The good news, or at least potentially good news, is that COVID long-haulers, particularly with digestive and respiratory symptoms, seem to have a big reaction to the vaccine followed by a complete resolution of their symptoms. (NYT article) I’ll take that. I can’t find the other article, but a Yale scientist posited that long-haulers have one of three problems: (1) the COVID-19 virus triggered an autoimmune response, (2) there are fragments of the COVID-19 virus left in some tissue that the body never cleaned up but keeps reacting to, and (3)the COVID-19 virus has stored itself somewhere in the body because the immune system didn’t get rid of it. The first one sounds like the same nonsense theory that plagues the Lyme community and causes insurance companies to refuse treatment. It also has not been shown to be true (unlike actual autoimmune responses where antibodies to the person’s tissue can be found) for Lyme or COVID-19. The second theory seems like a compromise that doesn’t make sense because the way our bodies react to foreign substances is to expel them. The third theory is the one that rings true to my observations. Since our bodies have never been exposed to this virus before, some bodies will overreact (and land a person in the ICU), or underreact to the point that the virus compromises the patient (also landing a person in the ICU). There is a range in between, no symptoms to disabling symptoms with complete eradication of the virus, at one end, and mild to severe symptoms with incomplete eradication at the other end. (The latter may be the cause of the pediatric cases that land asymptomatic children in the ICU weeks later and long haulers.) There have been a few reported cases of people with severe immune dysfunction who had cases that lasted months and multiple trips to the ICU prior to death. (These reports also talk about how such patients serve as a long-term coronavirus host that allows it to mutate a lot.) So, I think it is possible that some subset of long-haulers did not eradicate the virus from their bodies and that is why jump-starting the immune response to COVID-19 might finally get rid of the virus and offer relief. At least, that’s what I’m hoping.

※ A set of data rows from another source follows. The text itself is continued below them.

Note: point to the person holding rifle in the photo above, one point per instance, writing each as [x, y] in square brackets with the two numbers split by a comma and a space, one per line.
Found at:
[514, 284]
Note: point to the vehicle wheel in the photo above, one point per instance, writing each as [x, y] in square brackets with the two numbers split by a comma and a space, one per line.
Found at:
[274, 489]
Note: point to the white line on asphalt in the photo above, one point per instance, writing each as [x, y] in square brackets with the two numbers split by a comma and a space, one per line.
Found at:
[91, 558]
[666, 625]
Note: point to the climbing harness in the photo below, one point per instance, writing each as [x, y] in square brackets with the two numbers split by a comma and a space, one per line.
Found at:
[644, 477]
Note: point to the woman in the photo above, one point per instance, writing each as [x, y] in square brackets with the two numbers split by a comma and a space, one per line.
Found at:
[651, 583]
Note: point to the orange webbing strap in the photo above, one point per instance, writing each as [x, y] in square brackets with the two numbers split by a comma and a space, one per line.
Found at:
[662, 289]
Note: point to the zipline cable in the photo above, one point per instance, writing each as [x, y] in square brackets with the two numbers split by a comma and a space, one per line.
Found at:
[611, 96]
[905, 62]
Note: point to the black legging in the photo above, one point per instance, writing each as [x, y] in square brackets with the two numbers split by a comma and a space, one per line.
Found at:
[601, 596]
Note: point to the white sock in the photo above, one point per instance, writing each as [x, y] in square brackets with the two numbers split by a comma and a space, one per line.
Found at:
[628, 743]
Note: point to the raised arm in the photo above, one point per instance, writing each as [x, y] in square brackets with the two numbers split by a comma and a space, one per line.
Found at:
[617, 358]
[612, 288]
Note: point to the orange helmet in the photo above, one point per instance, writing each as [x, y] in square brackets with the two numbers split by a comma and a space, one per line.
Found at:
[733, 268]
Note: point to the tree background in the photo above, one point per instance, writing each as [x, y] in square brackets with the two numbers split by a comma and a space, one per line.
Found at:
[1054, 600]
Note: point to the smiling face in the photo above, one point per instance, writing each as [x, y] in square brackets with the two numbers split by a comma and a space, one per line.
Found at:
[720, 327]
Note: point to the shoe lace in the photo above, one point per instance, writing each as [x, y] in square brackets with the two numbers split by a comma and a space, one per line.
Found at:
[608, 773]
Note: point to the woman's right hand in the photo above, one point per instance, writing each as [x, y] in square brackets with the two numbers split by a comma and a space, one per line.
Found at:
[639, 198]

One tangent on the notion of long-haulers, inspired the LLMDs on the GLA webinar, is that some may get rid of COVID-19, but activate underlying infections. As someone who became disabled by Lyme 6 years after contracting it, and in the immediate aftermath of an acute food-poisoning episode, I can see that the stress of any infection can be the way a person discovers they have a tick-borne infection. All the weird symptoms, all the mystery problems that come and go, suddenly don’t go away anymore and the body shuts down. The COVID-19 long-hauler symptom list has a big overlap with chronic Lyme Disease. Maybe some portion of these folks were already infected with Lyme and didn’t know it yet. With any luck, they’ll find their way to the LLMDs who also treat Chronic Fatigue Syndrome, Fibromyalgia, and all the strange syndromes that have no obvious cause, and will get tested for tick-borne illnesses so they can get treated.
I Can’t Promise
I can’t promise that I’ll manage to blog between the first and second shots of Moderna. But I will try my best to keep the blog updated as to how the vaccine affects me and whether I have a Lyme flare. Wish me luck.